Department of Health Policy and Management, College of Health Science, Korea University, BK21 FOUR R&E Center for Learning Health Systems, Korea University, Seongbuk-gu, Seoul, Republic of Korea.
Richard A. and Susan F. Smith Center for Outcomes Research in Cardiology, Beth Israel Deaconess Medical Center, Boston, Massachusetts, USA.
Health Serv Res. 2023 Feb;58(1):174-185. doi: 10.1111/1475-6773.14065. Epub 2022 Sep 23.
To examine the effects of Medicare eligibility and enrollment on the use of high-value and low-value care services.
DATA SOURCES/STUDY SETTING: The 2002-2019 Medical Expenditure Panel Survey.

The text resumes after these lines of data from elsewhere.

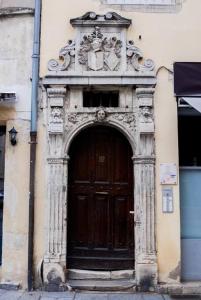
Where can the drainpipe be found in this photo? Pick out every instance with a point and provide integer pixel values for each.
(33, 138)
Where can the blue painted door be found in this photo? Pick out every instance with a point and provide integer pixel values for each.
(190, 195)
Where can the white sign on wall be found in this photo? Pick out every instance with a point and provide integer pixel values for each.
(168, 173)
(143, 2)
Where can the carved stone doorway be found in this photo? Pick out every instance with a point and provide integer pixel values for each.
(100, 198)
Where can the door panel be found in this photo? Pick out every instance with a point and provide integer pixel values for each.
(190, 191)
(100, 229)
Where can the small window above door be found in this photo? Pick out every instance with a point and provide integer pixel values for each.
(103, 98)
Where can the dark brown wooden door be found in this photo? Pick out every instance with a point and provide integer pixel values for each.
(100, 227)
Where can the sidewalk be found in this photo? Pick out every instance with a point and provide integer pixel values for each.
(21, 295)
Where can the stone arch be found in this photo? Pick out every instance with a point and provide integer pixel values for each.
(119, 127)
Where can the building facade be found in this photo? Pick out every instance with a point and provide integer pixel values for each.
(107, 184)
(16, 18)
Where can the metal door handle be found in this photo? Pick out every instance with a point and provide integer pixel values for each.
(102, 193)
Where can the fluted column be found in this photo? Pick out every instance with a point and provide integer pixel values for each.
(144, 172)
(57, 167)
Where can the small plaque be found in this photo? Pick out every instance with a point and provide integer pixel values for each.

We employed a regression discontinuity design, which exploits the discontinuity in eligibility for Medicare at age 65 and compares individuals just before and after age 65. Our primary outcomes included the use of high-value care services (eight services) and low-value care services (seven services). To examine the effects of Medicare eligibility, we conducted a regression discontinuity analysis. To examine the effects of Medicare enrollment, we used the discontinuity in the probability of having Medicare coverage around the age eligibility cutoff and conducted an instrumental variable analysis.

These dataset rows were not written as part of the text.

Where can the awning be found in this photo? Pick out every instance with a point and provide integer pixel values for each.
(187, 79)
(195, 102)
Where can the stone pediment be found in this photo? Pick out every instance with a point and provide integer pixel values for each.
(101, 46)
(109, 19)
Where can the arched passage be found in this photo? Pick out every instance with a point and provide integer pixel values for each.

DATA COLLECTION/EXTRACTION METHODS: N/A.
Medicare eligibility and enrollment led to statistically significant increases in the use of only two high-value services: cholesterol measurement [2.1 percentage points (95%: 0.4-3.7) (2.2% relative change) and 2.4 percentage points (95%: 0.4-4.4)] and receipt of the influenza vaccine [3.0 percentage points (95%: 0.3-5.6) (6.0% relative change) and 3.6 percentage points (95%: 0.4-6.8)]. Medicare eligibility and enrollment led to statistically significant increases in the use of two low-value services: antibiotics for acute upper respiratory infections [6.9 percentage points (95% CI: 0.8-13.0) (24.0% relative change) and 8.2 percentage points (95% CI: 0.8-15.5)] and radiographs for back pain [4.6 percentage points (95% CI: 0.1-9.2) (36.8% relative change) and 6.2 percentage points (95% CI: 0.1-12.3)]. However, there was no significant change in the use of other high-value and low-value care services.

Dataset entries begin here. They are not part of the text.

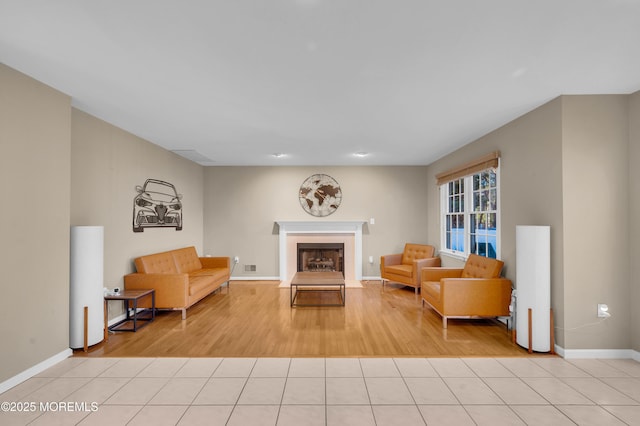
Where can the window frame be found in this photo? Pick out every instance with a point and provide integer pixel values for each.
(468, 213)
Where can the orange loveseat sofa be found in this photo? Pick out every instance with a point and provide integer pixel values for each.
(477, 290)
(180, 277)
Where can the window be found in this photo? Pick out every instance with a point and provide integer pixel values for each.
(470, 214)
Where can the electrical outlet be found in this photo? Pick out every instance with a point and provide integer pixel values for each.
(603, 311)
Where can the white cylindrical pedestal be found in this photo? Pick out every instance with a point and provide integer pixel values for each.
(86, 285)
(533, 286)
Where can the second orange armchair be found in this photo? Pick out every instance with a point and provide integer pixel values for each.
(405, 268)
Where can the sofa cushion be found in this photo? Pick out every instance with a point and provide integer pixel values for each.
(160, 263)
(215, 274)
(431, 290)
(403, 270)
(482, 267)
(187, 260)
(416, 251)
(197, 284)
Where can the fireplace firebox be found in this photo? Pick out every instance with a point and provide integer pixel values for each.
(321, 257)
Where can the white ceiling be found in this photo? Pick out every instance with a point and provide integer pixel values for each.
(407, 81)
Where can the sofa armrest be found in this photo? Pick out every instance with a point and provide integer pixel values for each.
(390, 259)
(475, 296)
(215, 262)
(172, 290)
(436, 274)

Medicare eligibility and enrollment at age 65 years led to increases in the use of some high-value and low-value care services, but there were no changes in the use of the majority of other services. Policymakers should consider refining the Medicare program to enhance the value of care delivered.
研究医疗保险资格和参保对高值和低值医疗服务使用的影响。
数据来源/研究范围:2002-2019 年医疗支出面板调查。
我们采用回归不连续性设计,利用 65 岁时医疗保险资格的不连续性,比较 65 岁前后的个人。我们的主要结果包括高值护理服务(八项服务)和低值护理服务(七项服务)的使用情况。为了检验医疗保险资格的影响,我们进行了回归不连续性分析。为了检验医疗保险参保的影响,我们利用了在年龄资格截止点附近医疗保险覆盖概率的不连续性,并进行了工具变量分析。
数据收集/提取方法:无。
医疗保险资格和参保仅导致两种高值服务的使用显著增加:胆固醇测量[2.1 个百分点(95%置信区间:0.4-3.7)(2.2%相对变化)和 2.4 个百分点(95%置信区间:0.4-4.4)]和流感疫苗接种[3.0 个百分点(95%置信区间:0.3-5.6)(6.0%相对变化)和 3.6 个百分点(95%置信区间:0.4-6.8)]。医疗保险资格和参保导致两种低值服务的使用显著增加:急性上呼吸道感染的抗生素[6.9 个百分点(95%置信区间:0.8-13.0)(24.0%相对变化)和 8.2 个百分点(95%置信区间:0.8-15.5)]和背痛的 X 光检查[4.6 个百分点(95%置信区间:0.1-9.2)(36.8%相对变化)和 6.2 个百分点(95%置信区间:0.1-12.3)]。然而,其他大多数高值和低值护理服务的使用并没有显著变化。
65 岁时医疗保险资格和参保导致一些高值和低值护理服务的使用增加,但大多数其他服务的使用没有变化。政策制定者应考虑完善医疗保险计划,以提高所提供护理的价值。